Когда наш близкий переживает тяжелые страдания, неизлечимо болен, как должны поступать его близкие? Самое главное, по мнению Антония Сурожского (он был пострижен в мантию с именем «Антоний» в 1943 году), – это искренность, любовь и внимание. Достаточно быть рядом, держать его за руку, и не нужны никакие слова. Самое главное, чтобы этот человек, чувствовал, что он не один, и не надо пустых слов. «Навязывание Бога в смертный час человеку, который неверующий, это просто жестоко. Если говорит, что не верит в Бога, то можно сказать: «Ты не веришь, а я верю. Я буду с моим Богом говорить, а ты послушай, как мы друг с другом разговариваем».
Надо ли предупреждать больного о грядущей смерти? – этот вопрос задавали Антонию Сурожскому как врачу его коллеги. И вот его ответ: «Во-первых, надо, чтобы сказал очень близкий человек, а не просто сестра милосердия, доктор… И, во-вторых, надо, чтобы тот, кто это скажет, не уходил сразу. Легче всего сказать и бежать. Я как-то был на съезде докторов, сестер-милосердия и студентов-медиков, где обсуждался этот вопрос, и одна старшая медсестра описывала, что она делает в таких случаях: «Я прихожу и сообщаю больному, что иного исхода, кроме смерти, нет. Человек на меня смотрит с ужасом, и я сразу говорю ему (по ее словам, чтобы как-то разрядить обстановку). Вот я сейчас вам приготовлю хорошую чашку чая, и мы с вами посидим, поговорим, – и ухожу…». И человек, которому нанесли этот страшный удар… остается лицом к лицу со смертным приговором, а сестра милосердия будет подольше возиться с чаем, чтобы вернуться тогда, когда будет немножко легче. Вот этого никогда никто не смей делать! В таких случаях надо… сесть и побыть с человеком, и только тогда уйти, когда что-то развязалось внутренне. Когда скорбь стала общей, когда любовь победила… тогда можно уйти. Так что один человек другому может помочь. Самое главное – не оставить страждущего в одиночестве, поэтому необходимо кому-то (то ли близкому, то ли священнику, то ли человеку, оказавшемуся рядом) подойти, побыть с ним и дать почувствовать, что он не один…Если человек еще в состоянии слышать, то ему можно сказать: тяжело Вам, наверное, не бойтесь. Вы не один. Я вот с Вами побуду, если Вы можете общаться, поговорим. Когда станет невмоготу, я возьму Вас за руку, и Вы будете знать, что я с Вами все время». Если это возможно, так должно быть. Если человек не может отозваться, по мнению владыки Антония, его надо трогать – очень многое может передать пожатие, прикосновение руки.
«Когда я был студентом первого курса на медицинском факультете», – вспоминал владыка Антоний, – умирал казак один.
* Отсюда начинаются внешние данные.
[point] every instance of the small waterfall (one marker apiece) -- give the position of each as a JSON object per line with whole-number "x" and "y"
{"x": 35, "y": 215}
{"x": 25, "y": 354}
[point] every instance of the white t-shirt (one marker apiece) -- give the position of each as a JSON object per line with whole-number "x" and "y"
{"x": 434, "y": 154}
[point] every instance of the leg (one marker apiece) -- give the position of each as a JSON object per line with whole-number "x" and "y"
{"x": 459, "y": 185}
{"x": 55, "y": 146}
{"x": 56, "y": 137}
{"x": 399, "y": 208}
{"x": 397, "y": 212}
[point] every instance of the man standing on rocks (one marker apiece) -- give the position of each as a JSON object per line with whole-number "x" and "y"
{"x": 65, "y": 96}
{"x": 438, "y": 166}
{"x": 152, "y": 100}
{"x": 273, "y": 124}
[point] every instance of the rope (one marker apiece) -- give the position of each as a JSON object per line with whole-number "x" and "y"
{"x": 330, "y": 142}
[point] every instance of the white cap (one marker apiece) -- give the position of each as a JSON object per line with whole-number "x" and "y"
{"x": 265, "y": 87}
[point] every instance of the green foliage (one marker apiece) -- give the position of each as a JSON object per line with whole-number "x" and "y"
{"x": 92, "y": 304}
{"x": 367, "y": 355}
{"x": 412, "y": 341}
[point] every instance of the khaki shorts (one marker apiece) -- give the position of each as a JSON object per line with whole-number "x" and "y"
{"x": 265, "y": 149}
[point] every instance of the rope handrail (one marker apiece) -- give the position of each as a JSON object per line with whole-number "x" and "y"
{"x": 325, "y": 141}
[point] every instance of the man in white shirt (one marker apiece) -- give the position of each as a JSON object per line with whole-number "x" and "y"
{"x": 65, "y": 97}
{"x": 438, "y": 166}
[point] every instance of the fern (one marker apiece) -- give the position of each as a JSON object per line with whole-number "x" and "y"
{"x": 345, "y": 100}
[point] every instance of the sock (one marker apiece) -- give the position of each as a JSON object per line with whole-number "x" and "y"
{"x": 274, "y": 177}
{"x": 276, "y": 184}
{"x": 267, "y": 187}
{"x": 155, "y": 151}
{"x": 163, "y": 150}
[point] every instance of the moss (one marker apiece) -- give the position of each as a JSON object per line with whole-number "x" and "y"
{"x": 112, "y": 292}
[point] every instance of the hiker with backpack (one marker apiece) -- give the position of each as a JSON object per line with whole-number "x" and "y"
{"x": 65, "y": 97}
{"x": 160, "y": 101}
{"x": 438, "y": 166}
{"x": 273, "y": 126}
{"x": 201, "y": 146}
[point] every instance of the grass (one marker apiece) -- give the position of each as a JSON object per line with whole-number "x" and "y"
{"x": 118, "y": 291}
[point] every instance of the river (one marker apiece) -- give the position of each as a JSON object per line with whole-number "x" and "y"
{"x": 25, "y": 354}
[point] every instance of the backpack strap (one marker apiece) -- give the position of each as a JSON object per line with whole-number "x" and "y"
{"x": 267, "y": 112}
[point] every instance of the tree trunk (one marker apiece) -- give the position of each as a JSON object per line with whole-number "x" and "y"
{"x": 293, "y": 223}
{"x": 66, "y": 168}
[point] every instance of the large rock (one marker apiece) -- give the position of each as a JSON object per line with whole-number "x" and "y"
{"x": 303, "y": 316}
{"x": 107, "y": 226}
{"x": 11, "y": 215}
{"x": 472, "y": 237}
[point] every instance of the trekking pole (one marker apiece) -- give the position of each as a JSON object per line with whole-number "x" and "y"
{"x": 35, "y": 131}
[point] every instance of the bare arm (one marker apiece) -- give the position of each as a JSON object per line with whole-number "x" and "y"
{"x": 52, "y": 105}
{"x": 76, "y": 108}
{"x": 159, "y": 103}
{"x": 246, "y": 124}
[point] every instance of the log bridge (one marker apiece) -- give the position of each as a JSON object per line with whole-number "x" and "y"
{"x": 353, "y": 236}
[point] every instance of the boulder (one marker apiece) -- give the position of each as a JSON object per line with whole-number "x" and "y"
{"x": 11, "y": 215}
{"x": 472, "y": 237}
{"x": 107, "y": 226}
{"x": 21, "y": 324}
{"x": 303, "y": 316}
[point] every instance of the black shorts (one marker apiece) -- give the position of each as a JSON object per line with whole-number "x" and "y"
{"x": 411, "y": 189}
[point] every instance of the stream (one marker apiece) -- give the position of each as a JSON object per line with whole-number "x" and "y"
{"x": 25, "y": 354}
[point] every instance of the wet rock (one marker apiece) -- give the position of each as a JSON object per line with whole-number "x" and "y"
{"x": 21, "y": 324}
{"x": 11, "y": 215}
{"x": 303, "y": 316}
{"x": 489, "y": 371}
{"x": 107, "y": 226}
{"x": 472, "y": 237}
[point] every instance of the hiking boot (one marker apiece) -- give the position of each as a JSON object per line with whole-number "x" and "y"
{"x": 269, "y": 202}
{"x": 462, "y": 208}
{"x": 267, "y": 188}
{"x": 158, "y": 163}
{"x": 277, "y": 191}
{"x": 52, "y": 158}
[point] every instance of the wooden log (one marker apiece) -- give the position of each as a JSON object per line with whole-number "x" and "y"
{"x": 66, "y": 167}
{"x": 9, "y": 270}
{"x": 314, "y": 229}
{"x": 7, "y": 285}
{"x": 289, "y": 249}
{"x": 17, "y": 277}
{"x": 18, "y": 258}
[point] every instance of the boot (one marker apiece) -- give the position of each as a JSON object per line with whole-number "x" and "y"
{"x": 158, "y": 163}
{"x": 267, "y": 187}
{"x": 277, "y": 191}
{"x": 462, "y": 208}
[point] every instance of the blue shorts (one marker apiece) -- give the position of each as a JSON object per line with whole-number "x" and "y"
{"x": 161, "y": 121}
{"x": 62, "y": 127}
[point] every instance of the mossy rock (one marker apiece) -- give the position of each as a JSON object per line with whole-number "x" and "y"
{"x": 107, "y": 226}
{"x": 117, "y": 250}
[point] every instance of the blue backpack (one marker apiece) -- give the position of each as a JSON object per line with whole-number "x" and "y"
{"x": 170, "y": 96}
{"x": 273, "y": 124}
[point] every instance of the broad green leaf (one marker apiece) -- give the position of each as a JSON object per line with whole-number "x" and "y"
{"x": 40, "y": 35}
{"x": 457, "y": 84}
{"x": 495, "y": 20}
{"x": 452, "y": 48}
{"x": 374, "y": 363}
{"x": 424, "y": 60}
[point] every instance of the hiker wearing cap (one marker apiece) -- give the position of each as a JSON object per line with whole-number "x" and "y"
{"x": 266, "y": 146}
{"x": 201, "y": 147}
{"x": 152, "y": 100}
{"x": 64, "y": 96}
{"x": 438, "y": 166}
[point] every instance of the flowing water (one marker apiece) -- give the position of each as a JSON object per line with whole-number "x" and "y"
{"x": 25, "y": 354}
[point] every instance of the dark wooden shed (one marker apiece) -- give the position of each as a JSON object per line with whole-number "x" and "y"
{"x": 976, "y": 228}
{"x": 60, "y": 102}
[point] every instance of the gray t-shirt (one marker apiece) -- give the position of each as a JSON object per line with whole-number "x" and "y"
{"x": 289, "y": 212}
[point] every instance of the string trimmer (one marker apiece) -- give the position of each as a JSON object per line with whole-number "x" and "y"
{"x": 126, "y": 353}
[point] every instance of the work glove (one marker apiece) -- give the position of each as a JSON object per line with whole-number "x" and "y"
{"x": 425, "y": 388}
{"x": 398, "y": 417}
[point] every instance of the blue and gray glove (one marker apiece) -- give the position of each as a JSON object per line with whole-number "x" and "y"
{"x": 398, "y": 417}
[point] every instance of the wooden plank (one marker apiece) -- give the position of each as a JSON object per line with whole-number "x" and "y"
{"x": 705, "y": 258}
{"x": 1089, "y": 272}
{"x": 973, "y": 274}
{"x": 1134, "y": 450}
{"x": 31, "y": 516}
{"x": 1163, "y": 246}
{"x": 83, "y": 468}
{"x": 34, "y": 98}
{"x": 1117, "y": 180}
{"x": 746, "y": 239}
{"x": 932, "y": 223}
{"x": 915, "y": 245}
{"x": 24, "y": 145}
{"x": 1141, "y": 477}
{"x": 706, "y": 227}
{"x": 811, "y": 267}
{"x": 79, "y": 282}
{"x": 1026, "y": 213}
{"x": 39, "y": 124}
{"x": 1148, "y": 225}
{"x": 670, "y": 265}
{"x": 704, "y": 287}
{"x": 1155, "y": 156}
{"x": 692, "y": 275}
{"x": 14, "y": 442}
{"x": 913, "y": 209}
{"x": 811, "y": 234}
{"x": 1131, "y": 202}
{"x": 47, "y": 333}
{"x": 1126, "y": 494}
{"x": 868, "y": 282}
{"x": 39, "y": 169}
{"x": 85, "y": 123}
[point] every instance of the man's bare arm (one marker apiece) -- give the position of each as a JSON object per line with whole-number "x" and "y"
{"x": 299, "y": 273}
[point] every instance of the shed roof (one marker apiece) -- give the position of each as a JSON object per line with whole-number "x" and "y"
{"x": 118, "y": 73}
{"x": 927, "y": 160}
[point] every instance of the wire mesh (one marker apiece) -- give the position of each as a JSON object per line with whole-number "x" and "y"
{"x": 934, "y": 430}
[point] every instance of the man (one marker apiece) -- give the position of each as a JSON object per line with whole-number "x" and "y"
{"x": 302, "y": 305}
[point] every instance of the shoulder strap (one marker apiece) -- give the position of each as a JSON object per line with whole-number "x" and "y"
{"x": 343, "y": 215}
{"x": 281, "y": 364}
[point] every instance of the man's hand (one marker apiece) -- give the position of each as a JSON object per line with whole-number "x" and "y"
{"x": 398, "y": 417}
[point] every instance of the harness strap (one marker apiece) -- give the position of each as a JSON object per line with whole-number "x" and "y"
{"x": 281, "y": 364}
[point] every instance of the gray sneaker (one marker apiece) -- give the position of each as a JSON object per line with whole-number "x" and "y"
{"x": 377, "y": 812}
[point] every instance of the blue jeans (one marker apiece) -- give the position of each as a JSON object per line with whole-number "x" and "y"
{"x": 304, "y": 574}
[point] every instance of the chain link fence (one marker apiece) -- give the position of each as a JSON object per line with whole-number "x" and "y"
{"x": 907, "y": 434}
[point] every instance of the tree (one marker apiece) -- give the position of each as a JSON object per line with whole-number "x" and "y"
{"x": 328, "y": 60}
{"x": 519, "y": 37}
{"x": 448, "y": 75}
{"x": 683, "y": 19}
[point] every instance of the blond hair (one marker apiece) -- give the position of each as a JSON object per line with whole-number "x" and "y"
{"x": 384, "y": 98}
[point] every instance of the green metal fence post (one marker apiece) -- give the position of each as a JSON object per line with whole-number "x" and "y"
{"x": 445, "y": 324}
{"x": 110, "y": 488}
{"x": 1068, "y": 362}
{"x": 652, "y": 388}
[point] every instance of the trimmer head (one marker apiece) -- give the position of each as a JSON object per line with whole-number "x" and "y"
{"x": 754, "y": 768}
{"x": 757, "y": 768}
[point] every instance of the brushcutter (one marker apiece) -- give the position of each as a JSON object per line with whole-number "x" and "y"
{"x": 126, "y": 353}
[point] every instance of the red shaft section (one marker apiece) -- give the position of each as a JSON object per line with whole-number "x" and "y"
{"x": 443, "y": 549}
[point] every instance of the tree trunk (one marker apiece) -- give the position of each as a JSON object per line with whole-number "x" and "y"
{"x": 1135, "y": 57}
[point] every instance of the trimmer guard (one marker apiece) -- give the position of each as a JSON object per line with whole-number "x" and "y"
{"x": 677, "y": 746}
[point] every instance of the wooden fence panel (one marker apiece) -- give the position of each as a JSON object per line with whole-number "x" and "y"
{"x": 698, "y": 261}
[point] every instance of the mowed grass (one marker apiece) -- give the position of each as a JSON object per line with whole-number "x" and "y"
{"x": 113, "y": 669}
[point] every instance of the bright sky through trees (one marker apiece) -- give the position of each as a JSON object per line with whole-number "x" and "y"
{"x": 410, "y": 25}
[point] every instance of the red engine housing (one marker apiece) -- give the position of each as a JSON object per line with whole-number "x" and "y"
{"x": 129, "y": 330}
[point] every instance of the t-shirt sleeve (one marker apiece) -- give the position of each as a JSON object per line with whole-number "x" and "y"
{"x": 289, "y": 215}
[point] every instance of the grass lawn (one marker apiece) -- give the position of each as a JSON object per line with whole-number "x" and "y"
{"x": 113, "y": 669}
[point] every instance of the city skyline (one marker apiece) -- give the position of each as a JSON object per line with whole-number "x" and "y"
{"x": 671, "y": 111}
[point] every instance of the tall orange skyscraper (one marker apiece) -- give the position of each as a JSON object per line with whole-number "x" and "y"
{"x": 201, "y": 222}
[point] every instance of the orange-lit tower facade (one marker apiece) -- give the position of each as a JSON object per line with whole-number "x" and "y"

И, проходя мимо его кровати, старший врач сказал: «И останавливаться не стоит. Он все равно без сознания и скоро умрет». Казак оказался казаком. Он не умер. Пришел в себя и потом мне говорит: «Никогда ты этого не делай, потому что я никак не мог отозваться. Ни на что. Ни на прикосновение руки, ни на уколы, ни на речи, но я каждое слово слышал и воспринимал. И вот теперь я прихожу в себя. Я знаю теперь из его слов, что я умру, и я умираю сознательно, а он меня бросил на произвол судьбы».